DECISION and ORDER
MYRON L. GORDON, District Judge.The defendants have moved for summary judgment. They contend that they may not be sued as individual board members because if “acting alone” they could not have been acting under color of law. The defendants also argue that the complaint seeks damages for injury to reputation, which the defendants urge is not cognizable by this court pursuant to Paul v. Davis, 424 U.S. 693, 96 S.Ct. 1155, 47 L.Ed.2d 405 (1976).
The action is one in which the plaintiffs allege that they were summarily discharged by the defendants, who were members of the Dodge County Unified Board, and that such dismissal was done “wantonly, wilfully and maliciously.” In paragraphs 10 and 11, the plaintiffs aver that
“10. . the defendants, conspired to deprive the plaintiffs of their rights to equal protection under the law contrary to the Constitution and the 14th Amendment to the Constitution and the privileges and immunities granted thereunder; said conspiracy resulted in the plaintiffs’ summary termination aforesaid and a denial of due process and the right to the property as all guaranteed.

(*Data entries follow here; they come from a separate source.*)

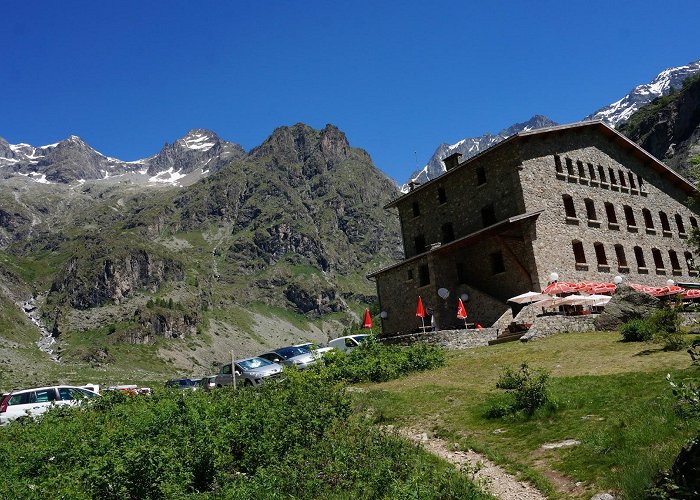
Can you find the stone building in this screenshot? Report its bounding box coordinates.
[369,122,698,333]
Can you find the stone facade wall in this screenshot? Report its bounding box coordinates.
[520,129,698,286]
[520,314,596,342]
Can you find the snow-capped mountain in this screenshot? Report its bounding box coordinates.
[0,129,245,185]
[584,61,700,127]
[401,115,557,192]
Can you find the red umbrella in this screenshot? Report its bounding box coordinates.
[362,309,372,330]
[542,281,576,295]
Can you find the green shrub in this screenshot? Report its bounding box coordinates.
[0,371,484,499]
[487,363,556,418]
[620,319,654,342]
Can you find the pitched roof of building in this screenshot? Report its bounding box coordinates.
[384,121,698,208]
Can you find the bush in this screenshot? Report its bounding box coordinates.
[620,319,654,342]
[487,363,556,418]
[0,371,483,499]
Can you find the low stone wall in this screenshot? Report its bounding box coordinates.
[381,328,498,349]
[520,314,598,342]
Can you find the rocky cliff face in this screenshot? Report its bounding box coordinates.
[619,76,700,179]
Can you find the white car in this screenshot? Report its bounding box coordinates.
[0,385,99,425]
[328,333,369,353]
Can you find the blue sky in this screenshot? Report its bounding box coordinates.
[0,0,700,182]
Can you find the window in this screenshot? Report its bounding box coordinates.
[561,194,576,217]
[476,167,486,186]
[566,158,575,175]
[675,214,685,234]
[413,234,426,254]
[412,201,420,217]
[605,202,617,224]
[418,264,430,286]
[554,155,564,174]
[481,205,496,227]
[457,262,467,285]
[623,205,637,227]
[651,248,664,271]
[634,247,647,269]
[668,250,681,271]
[588,163,595,180]
[571,240,586,264]
[583,198,598,220]
[598,165,605,182]
[615,243,627,267]
[490,251,506,274]
[593,241,608,266]
[442,222,455,243]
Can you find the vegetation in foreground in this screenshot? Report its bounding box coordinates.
[0,345,487,498]
[356,332,700,498]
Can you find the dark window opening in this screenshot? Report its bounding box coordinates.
[561,194,576,217]
[554,155,564,174]
[605,202,617,224]
[623,205,637,227]
[412,201,420,217]
[651,248,664,269]
[491,251,506,274]
[413,234,426,254]
[593,241,608,266]
[571,240,586,264]
[675,214,685,234]
[442,222,455,243]
[566,158,574,175]
[615,243,627,267]
[418,264,430,286]
[457,262,467,285]
[634,247,647,267]
[583,198,598,220]
[481,205,496,227]
[668,250,681,271]
[476,167,486,186]
[617,170,627,187]
[588,163,595,180]
[598,165,605,182]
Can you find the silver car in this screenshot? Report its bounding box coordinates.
[260,346,319,370]
[215,357,282,387]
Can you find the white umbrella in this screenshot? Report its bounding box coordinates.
[508,292,549,304]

“11. By this action, the plaintiffs were deprived of their rights, privileges and immunities secured by the Constitution of the United States and the laws of the United States by being deprived of their jobs without being given a statement why their employment was terminated and to a hearing to respond.”

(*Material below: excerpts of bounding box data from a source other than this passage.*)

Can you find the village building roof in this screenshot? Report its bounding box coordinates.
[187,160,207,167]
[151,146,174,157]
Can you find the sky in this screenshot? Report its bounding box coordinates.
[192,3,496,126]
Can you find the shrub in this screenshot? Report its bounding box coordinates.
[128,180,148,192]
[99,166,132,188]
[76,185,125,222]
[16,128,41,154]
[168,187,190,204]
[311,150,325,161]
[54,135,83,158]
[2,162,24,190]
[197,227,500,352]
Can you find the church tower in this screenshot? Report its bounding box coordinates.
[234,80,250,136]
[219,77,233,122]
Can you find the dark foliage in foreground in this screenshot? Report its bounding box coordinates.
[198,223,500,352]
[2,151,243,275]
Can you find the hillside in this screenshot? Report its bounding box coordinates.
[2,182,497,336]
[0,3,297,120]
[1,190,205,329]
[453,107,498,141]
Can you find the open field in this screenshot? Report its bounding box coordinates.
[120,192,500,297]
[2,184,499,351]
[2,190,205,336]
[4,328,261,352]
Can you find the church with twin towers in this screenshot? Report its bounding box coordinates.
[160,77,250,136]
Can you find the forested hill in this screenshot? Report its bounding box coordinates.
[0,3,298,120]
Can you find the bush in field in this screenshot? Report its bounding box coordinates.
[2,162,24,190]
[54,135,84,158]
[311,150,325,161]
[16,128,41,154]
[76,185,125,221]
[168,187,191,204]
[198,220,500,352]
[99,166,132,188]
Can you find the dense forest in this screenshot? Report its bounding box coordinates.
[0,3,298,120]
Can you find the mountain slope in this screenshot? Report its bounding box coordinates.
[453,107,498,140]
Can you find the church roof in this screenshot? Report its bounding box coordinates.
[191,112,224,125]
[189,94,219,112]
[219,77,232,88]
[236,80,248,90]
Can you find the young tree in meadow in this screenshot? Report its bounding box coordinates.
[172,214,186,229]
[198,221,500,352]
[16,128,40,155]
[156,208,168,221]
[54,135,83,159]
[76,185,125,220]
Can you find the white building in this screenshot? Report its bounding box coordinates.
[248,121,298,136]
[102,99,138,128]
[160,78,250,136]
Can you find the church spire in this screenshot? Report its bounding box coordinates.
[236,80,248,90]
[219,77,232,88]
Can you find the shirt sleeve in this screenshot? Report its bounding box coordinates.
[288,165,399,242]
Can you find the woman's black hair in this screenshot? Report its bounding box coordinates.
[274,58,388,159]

In my opinion, the motion for summary judgment may not be granted. The defendant board members, as individuals, are subject to suit in this civil rights action brought under 42 U.S.C. §§ 1983 and 1985. Monroe v. Pape, 365 U.S. 167, 81 S.Ct. 473, 5 L.Ed.2d 492 (1961). Although the defendants urge that their acts were done without color of law, I believe that the complaint adequately alleges conduct which would constitute state action.
The defendants’ reliance upon Paul v. Davis, 424 U.S. 693, 96 S.Ct. 1155, 47 L.Ed.2d 405 (1976), is, in my opinion, misplaced. In that case, an action for injury to reputation was held by the United States Supreme Court to have been wrongfully brought in the federal court, but rather should have been processed in the state courts. In the case at bar, in contrast, the plaintiffs claim an-injury to reputation in conjunction with a termination of their employment. Colaizzi v. Walker, 542 F.2d 969 (7th Cir.1976), holds that when reputational injury is accompanied by a termination of employment, a § 1983 claim has been stated. Cf. Harris v. Harvey, 436 F.Supp. 143 (E.D.Wis.1977). If the defendants did, in fact, violate the plaintiffs’ civil rights, such defendants may be answerable in damages. This court does not lose jurisdiction over the action merely because one of the items of alleged damages is an impairment of reputation.
The motion for summary judgment is also based upon the claim that two of the board members were not present when the vote for discharge was taken and that two of the defendants voted against the discharge. Thus, the argument is advanced that “four *1109of the defendants did not discharge the plaintiffs, summarily or otherwise.” Upon the present record, I am not persuaded that summary judgment should be granted to these four defendants. The allegations of conspiracy contained in paragraph 10 of the complaint are broad enough to encompass other acts on the part of the four defendants which might be sufficient to impose responsibility upon them.
Therefore, IT IS ORDERED that the defendants’ motion for summary judgment be and hereby is denied.